The bishop of Reno/Las Vegas agreed to take Feeney in, apparently ignorant of the priest’s past, and assigned him to a parish where he assaulted another boy. He took a job as a jail chaplain, and was accused in 1986 of smuggling in drug paraphernalia and other contraband that he exchanged for sexual favors with inmates, according to the documents.
In 1987 and 1989 he was admitted to church-run inpatient treatment programs, first in Maryland and then in New Mexico and was treated for years by local therapists while he served in parishes. He was listed as being on sick leave until 1991 when he was listed as retired.

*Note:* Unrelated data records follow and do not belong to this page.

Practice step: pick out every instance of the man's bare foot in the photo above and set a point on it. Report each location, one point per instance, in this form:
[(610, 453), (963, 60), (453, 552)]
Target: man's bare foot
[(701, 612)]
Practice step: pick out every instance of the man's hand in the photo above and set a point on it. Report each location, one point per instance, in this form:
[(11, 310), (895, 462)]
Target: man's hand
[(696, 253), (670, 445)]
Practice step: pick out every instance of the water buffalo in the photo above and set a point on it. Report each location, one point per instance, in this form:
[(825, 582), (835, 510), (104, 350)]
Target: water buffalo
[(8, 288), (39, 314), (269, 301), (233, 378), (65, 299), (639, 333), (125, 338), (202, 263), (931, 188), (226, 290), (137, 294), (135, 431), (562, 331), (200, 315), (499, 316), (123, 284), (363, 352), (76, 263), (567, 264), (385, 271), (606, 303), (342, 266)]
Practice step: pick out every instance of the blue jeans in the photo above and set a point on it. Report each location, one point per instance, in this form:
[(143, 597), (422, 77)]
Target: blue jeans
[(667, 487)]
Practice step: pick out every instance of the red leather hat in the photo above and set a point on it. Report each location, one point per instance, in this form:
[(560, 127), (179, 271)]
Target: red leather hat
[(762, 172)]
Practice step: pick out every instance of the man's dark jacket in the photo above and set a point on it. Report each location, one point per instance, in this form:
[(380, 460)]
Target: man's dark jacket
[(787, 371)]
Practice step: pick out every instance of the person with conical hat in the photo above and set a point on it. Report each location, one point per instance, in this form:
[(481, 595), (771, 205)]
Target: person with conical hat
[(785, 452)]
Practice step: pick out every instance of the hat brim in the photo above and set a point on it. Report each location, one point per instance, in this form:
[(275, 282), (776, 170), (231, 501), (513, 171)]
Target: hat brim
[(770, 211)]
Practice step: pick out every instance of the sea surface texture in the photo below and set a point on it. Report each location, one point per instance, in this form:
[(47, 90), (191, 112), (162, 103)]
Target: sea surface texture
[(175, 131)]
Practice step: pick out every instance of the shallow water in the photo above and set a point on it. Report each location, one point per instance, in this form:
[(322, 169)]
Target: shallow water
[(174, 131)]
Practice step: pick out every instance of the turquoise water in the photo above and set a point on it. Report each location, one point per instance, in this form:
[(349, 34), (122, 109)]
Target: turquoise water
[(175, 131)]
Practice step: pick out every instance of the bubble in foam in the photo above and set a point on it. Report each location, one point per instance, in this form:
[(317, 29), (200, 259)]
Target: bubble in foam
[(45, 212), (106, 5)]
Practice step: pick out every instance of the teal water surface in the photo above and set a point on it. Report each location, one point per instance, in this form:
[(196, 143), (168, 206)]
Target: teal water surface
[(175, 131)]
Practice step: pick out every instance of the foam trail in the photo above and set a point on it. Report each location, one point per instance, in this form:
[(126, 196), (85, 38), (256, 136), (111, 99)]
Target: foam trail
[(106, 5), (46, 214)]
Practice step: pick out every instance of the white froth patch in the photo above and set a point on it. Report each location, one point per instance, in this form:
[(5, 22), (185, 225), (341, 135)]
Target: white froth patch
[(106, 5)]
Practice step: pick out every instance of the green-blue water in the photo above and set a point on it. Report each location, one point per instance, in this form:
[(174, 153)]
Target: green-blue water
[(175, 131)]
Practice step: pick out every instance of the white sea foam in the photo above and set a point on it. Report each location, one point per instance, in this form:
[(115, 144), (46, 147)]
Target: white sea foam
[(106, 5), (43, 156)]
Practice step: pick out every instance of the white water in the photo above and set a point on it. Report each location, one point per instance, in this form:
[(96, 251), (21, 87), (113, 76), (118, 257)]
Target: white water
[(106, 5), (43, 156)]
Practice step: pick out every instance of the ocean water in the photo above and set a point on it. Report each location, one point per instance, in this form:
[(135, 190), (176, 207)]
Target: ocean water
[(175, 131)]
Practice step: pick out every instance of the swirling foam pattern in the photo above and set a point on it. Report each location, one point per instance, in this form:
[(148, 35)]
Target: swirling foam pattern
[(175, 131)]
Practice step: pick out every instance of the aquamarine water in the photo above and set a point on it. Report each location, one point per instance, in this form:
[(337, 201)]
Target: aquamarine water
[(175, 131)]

In 2002, the scandal of priest sexual abuse was big news in Boston and other parts of the country. Vincent Biskupic was district attorney by then, and he ordered that the files in Outagamie County be culled for allegations that had not been prosecuted. He contacted the Merryfields.
Biskupic, the prosecutor who handled the criminal case against Feeney, said Monday that he does not question Prosser’s impartiality. The era, he said, was different and he believes Prosser was sincerely concerned about the victims testifying at trial.
“We were able to gather a wealth of information that far exceeded what Prosser had,” Biskupic said. “It’s not fair to second-guess him now.”
Troy Merryfield differs, saying other children could have been spared abuse.
“It wasn’t as if sexual abuse of a child wasn’t a felony back then,” he said. “The laws were on the books, and he should have prosecuted.”